I have asked countless times for a use-case of multiple enclosures per item. Each time, I outlined how this is done while respecting the constraint. The only response is "But I don't want to do it that way." I've never encountered a technical reason why this is limiting.

So, I ask you to provide a use-case and you are not allowed to respond to my solution with "I don't want to do it that way."

Randy

From the spec:
  • The following elements are optional and may appear as sub-elements of channel, item, media:content and/or media:group
- Sam Ruby

Sam,
I can only guess that your statement is meant to contradict my statement above, but it doesn't.
Thanks,

Randy

Sam,
Agreed. But I don't see how this is relevant. The validation issue is the cardinality of media:content in media:group. Two or more. Not one.
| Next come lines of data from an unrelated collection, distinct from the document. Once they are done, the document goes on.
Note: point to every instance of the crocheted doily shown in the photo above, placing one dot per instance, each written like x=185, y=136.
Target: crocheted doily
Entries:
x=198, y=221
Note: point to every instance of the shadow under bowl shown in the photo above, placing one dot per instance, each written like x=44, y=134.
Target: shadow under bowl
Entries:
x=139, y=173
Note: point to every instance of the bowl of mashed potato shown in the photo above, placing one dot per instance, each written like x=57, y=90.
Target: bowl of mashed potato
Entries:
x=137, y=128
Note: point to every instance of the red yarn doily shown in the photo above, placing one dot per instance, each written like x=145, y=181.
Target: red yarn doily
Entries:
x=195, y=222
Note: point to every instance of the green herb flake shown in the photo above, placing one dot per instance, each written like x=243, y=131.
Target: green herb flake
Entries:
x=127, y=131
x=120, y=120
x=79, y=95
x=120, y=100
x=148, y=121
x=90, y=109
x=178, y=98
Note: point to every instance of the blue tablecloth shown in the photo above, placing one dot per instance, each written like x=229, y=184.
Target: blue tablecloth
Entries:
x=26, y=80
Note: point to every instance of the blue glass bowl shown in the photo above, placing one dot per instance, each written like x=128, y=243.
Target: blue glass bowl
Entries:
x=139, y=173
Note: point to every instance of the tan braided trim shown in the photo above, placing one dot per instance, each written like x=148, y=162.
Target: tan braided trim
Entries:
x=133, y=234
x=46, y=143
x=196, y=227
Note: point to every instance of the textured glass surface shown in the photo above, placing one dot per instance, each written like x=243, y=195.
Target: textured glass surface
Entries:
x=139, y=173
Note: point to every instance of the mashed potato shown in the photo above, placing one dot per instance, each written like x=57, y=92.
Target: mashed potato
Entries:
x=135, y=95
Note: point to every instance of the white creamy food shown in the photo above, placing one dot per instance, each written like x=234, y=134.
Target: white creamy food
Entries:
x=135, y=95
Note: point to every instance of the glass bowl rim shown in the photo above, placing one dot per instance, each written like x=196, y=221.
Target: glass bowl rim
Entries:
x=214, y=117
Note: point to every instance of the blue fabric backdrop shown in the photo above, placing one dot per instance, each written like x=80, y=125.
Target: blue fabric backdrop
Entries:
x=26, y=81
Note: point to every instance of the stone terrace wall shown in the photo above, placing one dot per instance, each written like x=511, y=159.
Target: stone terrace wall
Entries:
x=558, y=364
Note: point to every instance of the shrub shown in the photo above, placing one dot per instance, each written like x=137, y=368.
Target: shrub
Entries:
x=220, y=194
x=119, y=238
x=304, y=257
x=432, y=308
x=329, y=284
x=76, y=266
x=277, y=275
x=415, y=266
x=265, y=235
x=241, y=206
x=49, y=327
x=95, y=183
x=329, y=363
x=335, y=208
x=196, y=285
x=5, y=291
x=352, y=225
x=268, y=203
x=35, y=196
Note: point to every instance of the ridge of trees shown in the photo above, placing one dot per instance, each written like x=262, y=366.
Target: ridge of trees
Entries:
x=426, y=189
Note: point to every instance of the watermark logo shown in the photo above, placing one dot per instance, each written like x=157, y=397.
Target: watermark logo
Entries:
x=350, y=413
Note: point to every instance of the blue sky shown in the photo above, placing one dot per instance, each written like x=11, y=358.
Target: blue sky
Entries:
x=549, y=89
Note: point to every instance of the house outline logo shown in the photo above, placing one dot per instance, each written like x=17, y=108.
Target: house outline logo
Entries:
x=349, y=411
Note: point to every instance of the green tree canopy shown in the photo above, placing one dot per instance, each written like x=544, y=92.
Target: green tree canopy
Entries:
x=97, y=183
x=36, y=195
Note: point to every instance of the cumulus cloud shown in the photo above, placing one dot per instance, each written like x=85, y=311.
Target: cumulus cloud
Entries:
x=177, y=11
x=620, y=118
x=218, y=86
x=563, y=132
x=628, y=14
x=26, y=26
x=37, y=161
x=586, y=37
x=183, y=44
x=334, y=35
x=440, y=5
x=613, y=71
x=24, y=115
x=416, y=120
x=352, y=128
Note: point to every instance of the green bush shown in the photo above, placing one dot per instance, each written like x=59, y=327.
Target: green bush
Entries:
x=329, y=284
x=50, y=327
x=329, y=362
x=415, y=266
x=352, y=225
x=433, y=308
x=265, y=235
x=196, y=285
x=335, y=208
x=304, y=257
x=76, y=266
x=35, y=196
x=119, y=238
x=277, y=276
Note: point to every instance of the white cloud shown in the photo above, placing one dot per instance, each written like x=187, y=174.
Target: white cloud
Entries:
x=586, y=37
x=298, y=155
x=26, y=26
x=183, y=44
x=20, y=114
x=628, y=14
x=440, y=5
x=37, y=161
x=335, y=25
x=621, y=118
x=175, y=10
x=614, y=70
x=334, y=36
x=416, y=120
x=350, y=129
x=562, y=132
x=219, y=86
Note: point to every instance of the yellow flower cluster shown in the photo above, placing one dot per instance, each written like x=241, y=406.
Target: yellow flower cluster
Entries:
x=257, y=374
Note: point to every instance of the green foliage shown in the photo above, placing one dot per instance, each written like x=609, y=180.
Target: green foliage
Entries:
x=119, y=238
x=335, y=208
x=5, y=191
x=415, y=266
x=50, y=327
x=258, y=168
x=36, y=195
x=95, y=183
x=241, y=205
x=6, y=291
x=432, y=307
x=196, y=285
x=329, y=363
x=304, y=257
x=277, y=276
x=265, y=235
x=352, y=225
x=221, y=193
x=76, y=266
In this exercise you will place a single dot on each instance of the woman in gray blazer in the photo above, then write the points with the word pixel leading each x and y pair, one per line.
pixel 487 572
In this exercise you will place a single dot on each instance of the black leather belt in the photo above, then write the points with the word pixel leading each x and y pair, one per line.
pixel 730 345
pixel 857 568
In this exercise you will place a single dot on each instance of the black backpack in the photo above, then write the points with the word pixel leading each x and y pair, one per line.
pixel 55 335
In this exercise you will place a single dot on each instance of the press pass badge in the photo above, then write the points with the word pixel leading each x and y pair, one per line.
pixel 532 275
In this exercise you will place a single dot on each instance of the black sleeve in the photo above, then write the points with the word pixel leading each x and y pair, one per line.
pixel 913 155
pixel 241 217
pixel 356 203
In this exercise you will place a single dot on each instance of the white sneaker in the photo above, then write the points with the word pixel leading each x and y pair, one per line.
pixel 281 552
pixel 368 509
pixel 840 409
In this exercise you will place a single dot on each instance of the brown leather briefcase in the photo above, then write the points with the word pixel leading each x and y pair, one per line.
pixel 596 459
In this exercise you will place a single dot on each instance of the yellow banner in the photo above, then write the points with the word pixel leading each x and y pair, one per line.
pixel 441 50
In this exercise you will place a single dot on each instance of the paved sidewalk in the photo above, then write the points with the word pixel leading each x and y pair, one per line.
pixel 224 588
From the spec: It's an optional element that must only be used for this purpose.

Randy

I have a great use case for multiple enclosures in a single item: we publish a podcast of a 4-hour radio show. Each show is broken up into four 41-minute segments (commercials, station IDs, etc. removed).

In my current RSS feed, I have to display each show as "Show Name, Part X" with a single enclosure. This makes my RSS feed 4 times the size it needs to be, and limits the number of episodes that can be included in the feed.

I'll go read the specs on media:group, but from what you're saying above, there is some discrepancy between sources as to the validity of media:group/media:content and enclosure, correct?

Thanks,
Bob

Bob,
I just wanted to point out that you included the solution in your comment. As per the size of your RSS feed, this would be insignificant compared to the size of a 41-minute audio file.

I'm not sure what "discrepancy between sources" means.
Thanks,

Rand

Sorry, poor choice of wording on my part. Acceptance by third parties is really the discrepancy issue I was talking about. For instance, I can (and did) set up a nice, valid RSS test feed that includes each part of an episode under a single item using media:content. But will iTunes, for instance, display each part or only one, or reject the feed outright? Feedburner supports media:content, but still only one media file per item.

As for the size of the RSS feed, some services won't accept a feed file over a certain size (Feedburner again, for instance, limits theirs to 512Kb). That limitation, combined with the fact that each of our episodes must be broken into four channel items, makes it difficult to push out more than a few episodes at a time.

Now, I'm not attempting to push our entire library out via RSS, as we have over 100 episodes, but it'd be nice to show more than we currently are able.

Cheers,
Bob

512KB is a really big for an XML file.